# Crosshairs new little fella



## AKSkirmish (Jun 24, 2005)

Yeah he picked this up off a friend.Just thought I would share!!!









Thanks for looking everyone!!!


----------



## RB 32 (Mar 2, 2005)

NiCE Scorpe!

They look nice in black light...


----------



## AKSkirmish (Jun 24, 2005)

RB 32 said:


> NiCE Scorpe!
> 
> They look nice in black light...


Yeah that flourescent green is like no other!!!!!He is getting ready for a transfer to a new home.He will be going from the little 10 gallon enclosure to around a 75 gal structure!!!!!!Then he will be given the proper home!!!!







Thanks for the words there RB32


----------



## Omnius (Mar 20, 2006)

Whoa a 75 gal for one scorpion? Cool just make sure he can find his food OK.


----------



## Z♠NGT♥KER (Dec 27, 2005)

Omnius said:


> Whoa a 75 gal for one scorpion? Cool just make sure he can find his food OK.


taht a big tank for a lil guy....will you have more then one?


----------



## AKSkirmish (Jun 24, 2005)

Omnius said:


> Whoa a 75 gal for one scorpion? Cool just make sure he can find his food OK.


Yeah it's bit much,But rather have him have too much room than not enough.He will be given plenty of food.!!!


----------



## huntx7 (Nov 13, 2004)

Very nice, good luck


----------



## oscared15 (Feb 3, 2006)

wow cool scorp, there are cool cretures, good luck with it.


----------



## r8frazer (Feb 6, 2006)

AKSkirmish said:


> Yeah he picked this up off a friend.Just thought I would share!!!
> 
> 
> 
> ...


Princess, my Heterometrus Laotic Would kick his ass

























On a more serious note.. have you read up on scorpion keeping, theres plenty of caresheets around for emps.. make sure you give it a nice deep soil substrate to burrow in! And for gods sake keep the humidity up!

... 75 gallons!?


----------



## AKSkirmish (Jun 24, 2005)

huntx7 said:


> Yeah he picked this up off a friend.Just thought I would share!!!
> 
> 
> 
> ...


Princess, my Heterometrus Laotic Would kick his ass :rasp:

















On a more serious note.. have you read up on scorpion keeping, theres plenty of caresheets around for emps.. make sure you give it a nice deep soil substrate to burrow in!
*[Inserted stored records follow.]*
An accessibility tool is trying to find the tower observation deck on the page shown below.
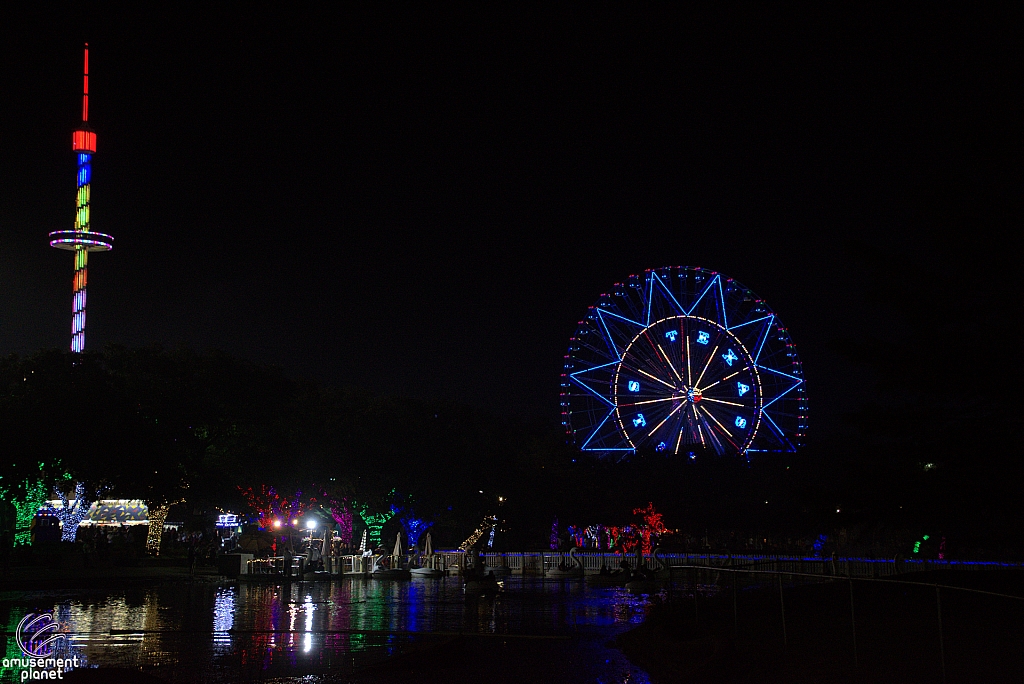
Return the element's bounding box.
[50,43,114,353]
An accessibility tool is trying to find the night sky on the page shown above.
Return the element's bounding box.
[0,9,1024,448]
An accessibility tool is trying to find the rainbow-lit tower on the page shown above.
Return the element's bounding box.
[50,43,114,352]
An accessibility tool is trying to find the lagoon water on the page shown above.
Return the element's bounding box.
[0,578,650,684]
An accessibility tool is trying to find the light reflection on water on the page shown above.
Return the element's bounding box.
[0,578,649,682]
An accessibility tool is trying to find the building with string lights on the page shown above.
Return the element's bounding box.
[50,43,114,353]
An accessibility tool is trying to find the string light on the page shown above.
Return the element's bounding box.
[46,482,92,542]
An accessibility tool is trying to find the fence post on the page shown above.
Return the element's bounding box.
[693,565,700,626]
[850,579,860,668]
[935,585,946,684]
[775,573,790,646]
[732,570,739,641]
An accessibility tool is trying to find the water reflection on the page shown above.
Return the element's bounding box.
[0,578,650,682]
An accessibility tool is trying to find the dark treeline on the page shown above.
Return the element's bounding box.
[0,346,1021,557]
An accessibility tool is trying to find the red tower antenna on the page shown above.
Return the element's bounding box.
[50,43,114,352]
[71,43,96,154]
[82,43,89,123]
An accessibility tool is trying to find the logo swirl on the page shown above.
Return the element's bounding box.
[14,612,67,657]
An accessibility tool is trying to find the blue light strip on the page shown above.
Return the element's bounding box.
[647,273,686,317]
[569,375,615,409]
[754,313,775,366]
[580,407,615,451]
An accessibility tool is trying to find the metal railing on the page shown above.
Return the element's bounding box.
[657,556,1024,682]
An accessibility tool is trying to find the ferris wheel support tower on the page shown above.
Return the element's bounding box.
[50,43,114,353]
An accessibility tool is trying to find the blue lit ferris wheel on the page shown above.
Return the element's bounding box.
[561,266,807,460]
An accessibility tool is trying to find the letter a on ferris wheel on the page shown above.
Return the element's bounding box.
[561,266,807,460]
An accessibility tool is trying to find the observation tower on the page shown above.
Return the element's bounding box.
[50,43,114,353]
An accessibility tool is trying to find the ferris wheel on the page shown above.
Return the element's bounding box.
[561,266,807,460]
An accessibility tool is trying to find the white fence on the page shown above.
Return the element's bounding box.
[466,551,1024,578]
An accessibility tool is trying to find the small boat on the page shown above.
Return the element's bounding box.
[409,532,444,580]
[626,549,669,594]
[370,532,413,580]
[370,567,413,580]
[584,570,633,587]
[463,572,502,594]
[409,567,444,580]
[626,580,663,594]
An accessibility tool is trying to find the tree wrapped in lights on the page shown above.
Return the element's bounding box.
[398,513,433,549]
[46,482,92,542]
[11,478,46,546]
[359,504,397,548]
[633,502,669,555]
[239,484,280,529]
[331,499,352,546]
[276,485,316,520]
[145,499,181,556]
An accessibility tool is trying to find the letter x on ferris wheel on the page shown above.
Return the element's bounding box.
[561,266,807,460]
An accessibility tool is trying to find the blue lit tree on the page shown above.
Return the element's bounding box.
[46,482,92,542]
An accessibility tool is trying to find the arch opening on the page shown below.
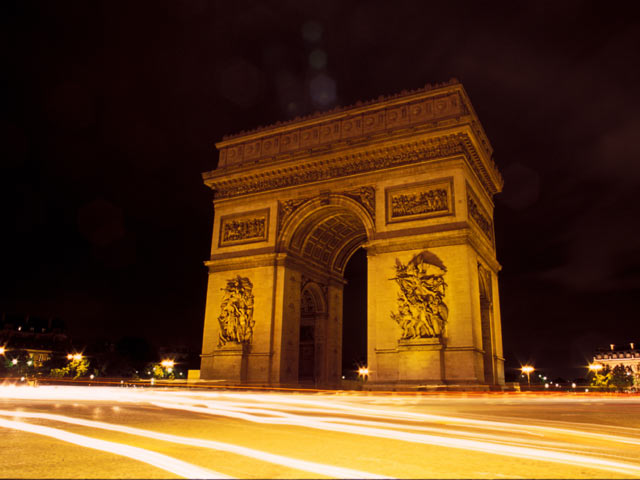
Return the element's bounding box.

And for gods sake keep the humidity up!

... 75 gallons!?








[/quote]

Very nice,But mine looks better!!!!!







Yeah I know how to take care of one.No prob on the humidity either.He will be kept in a cigar shop!!!!!!!Plenty of humidity there.Yeah I figure the bigger the home the better the home.It should be pretty insane!!!!!


----------



## r8frazer (Feb 6, 2006)

dont forget tho.. if the home is too big hunting will become nearly impossible.. a 75 gal shud definitely house a fair few scorps!!


----------



## AKSkirmish (Jun 24, 2005)

Here's another shot I figured i would share as well!!!



















r8frazer said:


> dont forget tho.. if the home is too big hunting will become nearly impossible.. a 75 gal shud definitely house a fair few scorps!!


He will learn!!!We will keep it stocked with plenty of food!!!He will be kept on a wide variety as well.I dont think it is wrong to give him plenty of room as long as the enclosure is setup right







I do appreciate the info as well.I'm not trying to disagree.But this will be house wether he like it or not,and I figure he will adapt to his surroundings as well!!!.I mean hell like the wild inviroment he came from wasn't big enough,The 75 gal will be much smaller in comparision.


----------